S’accueillir au présent
Les conditions de détention, dans la mesure où elles répètent le vécu du sujet (impuissance, solitude, jugement, rejet) vont favoriser la bascule vers les expériences traumatiques archaïques. Le passé, tel un boomerang, balayera le présent, l’engluera dans une souffrance implacable, innommable, échappant à l’ordre humain, inaccessible aux repères temporels. C’est ce que j’ai nommé le temps de la confusion. Se le (la) détenu(e) est happé(e) dans cette vertigineuse spirale, ceux et celles qui le (la) côtoient auront à lutter pour garder leur libre arbitre et ne pas être, malgré eux, aspirés dans les processus de répétition. Ainsi, comment rester “ le surveillant ” ou “ la juge ”, et ne pas se confondre avec “ la mère rejetante ” ou “ le père violeur ” quand, à son insu, le détenu ne fait place qu’à ces personnages qu’il appelle à vivre, aujourd’hui comme hier.
Il faut beaucoup de force pour lutter contre les processus mortifères. Il faut aussi des moyens et l’énergie conjointe de tous les partenaires institutionnels.
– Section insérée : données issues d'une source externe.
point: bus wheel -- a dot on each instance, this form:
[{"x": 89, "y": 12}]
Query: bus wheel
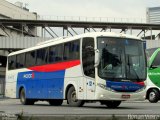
[
  {"x": 23, "y": 99},
  {"x": 72, "y": 99},
  {"x": 56, "y": 102},
  {"x": 111, "y": 104},
  {"x": 153, "y": 96}
]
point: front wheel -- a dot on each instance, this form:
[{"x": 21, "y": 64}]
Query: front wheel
[
  {"x": 153, "y": 96},
  {"x": 72, "y": 98},
  {"x": 55, "y": 102},
  {"x": 111, "y": 104},
  {"x": 24, "y": 100}
]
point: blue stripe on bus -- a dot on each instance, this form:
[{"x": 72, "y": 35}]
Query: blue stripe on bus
[
  {"x": 41, "y": 85},
  {"x": 124, "y": 86}
]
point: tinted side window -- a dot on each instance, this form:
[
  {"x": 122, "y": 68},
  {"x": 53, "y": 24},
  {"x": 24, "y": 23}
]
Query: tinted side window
[
  {"x": 156, "y": 61},
  {"x": 88, "y": 57},
  {"x": 55, "y": 53},
  {"x": 71, "y": 50},
  {"x": 11, "y": 62},
  {"x": 30, "y": 59},
  {"x": 20, "y": 61},
  {"x": 42, "y": 55}
]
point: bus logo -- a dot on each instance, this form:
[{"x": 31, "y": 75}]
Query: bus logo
[{"x": 28, "y": 76}]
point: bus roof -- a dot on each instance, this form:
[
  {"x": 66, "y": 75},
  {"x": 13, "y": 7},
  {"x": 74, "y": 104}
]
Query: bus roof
[{"x": 67, "y": 39}]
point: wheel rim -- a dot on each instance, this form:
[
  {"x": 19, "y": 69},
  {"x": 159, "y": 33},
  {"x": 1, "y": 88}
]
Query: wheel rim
[
  {"x": 22, "y": 97},
  {"x": 152, "y": 96},
  {"x": 73, "y": 96}
]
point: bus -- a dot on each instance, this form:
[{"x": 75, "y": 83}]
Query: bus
[
  {"x": 97, "y": 66},
  {"x": 153, "y": 81}
]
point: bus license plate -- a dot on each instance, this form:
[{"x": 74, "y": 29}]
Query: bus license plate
[{"x": 125, "y": 96}]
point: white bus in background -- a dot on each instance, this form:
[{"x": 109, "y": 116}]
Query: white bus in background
[{"x": 99, "y": 66}]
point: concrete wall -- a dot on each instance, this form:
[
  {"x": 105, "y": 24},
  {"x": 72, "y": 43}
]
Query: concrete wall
[
  {"x": 15, "y": 12},
  {"x": 153, "y": 15},
  {"x": 20, "y": 42}
]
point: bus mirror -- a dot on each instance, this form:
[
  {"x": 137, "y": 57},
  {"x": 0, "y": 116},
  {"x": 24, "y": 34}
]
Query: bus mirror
[{"x": 97, "y": 58}]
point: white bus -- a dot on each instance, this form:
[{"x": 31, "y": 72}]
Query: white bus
[{"x": 98, "y": 66}]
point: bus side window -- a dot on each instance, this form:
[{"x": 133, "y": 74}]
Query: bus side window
[
  {"x": 55, "y": 53},
  {"x": 71, "y": 50},
  {"x": 41, "y": 56},
  {"x": 30, "y": 59},
  {"x": 88, "y": 57},
  {"x": 11, "y": 62},
  {"x": 156, "y": 61},
  {"x": 20, "y": 60}
]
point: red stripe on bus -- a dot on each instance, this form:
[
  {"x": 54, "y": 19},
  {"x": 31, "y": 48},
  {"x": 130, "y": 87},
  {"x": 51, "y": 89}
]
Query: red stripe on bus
[
  {"x": 139, "y": 83},
  {"x": 55, "y": 67}
]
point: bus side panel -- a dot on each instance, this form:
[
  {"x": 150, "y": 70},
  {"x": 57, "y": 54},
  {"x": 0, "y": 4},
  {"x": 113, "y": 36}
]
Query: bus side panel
[
  {"x": 42, "y": 85},
  {"x": 11, "y": 81}
]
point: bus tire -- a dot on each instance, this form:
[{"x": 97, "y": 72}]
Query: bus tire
[
  {"x": 71, "y": 98},
  {"x": 111, "y": 104},
  {"x": 23, "y": 98},
  {"x": 153, "y": 96},
  {"x": 56, "y": 102}
]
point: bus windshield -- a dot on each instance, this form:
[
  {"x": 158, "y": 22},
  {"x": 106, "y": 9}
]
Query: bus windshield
[{"x": 121, "y": 59}]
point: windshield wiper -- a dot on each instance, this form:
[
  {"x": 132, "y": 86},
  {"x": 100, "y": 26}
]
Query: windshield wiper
[{"x": 130, "y": 67}]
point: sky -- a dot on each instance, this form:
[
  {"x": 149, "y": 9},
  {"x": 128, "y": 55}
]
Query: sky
[{"x": 91, "y": 8}]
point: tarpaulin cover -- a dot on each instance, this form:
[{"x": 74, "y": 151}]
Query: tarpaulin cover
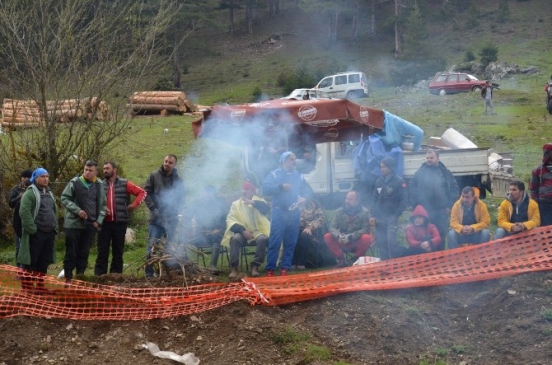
[{"x": 325, "y": 120}]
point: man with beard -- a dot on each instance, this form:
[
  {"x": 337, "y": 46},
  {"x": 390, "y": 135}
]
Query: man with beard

Dans le meilleur des cas, une demande émergera du magma :
“ Je fais le même cauchemar toutes les nuits… Je hurle. ”
“ Je ne sais pas d’où cela vient, je me sens petite, ma mère me poursuit avec une serpette, elle a des yeux fous, je n’arrive pas à chasser cette image… ”
“ J’ai très froid, il me semble que je vais mourir, je ne peux pas appeler, il n’y a personne… ”
“ Je pleure tout le temps, je ne sais pas pourquoi je pleure, ça ne peut pas s’arrêter… ”
A partir de ce fil, certains se risqueront à retrouver la trame de leur histoire, à se réapproprier ces temps d’effraction, de viol tant psychique que physique, à les nommer dans le présent, à envisager de les dépasser dans le futur, reprenant contact avec l’élan brisé, mais par là même aussi avec l’élan d’avant la brisure.
Un processus thérapeutique sera enclenché, il se dessinera au rythme propre de l’individu, suivant SON temps, entre silence et verbe, absence et (re)naissance. Alors peut-être apparaîtra une luciole dans la nuit… Il conviendra de l’accueillir dans une douce émotion, serait-ce un SOI ?
“ Le Soi, c’est seulement ce qui est en train de devenir ” (Kierkegaard).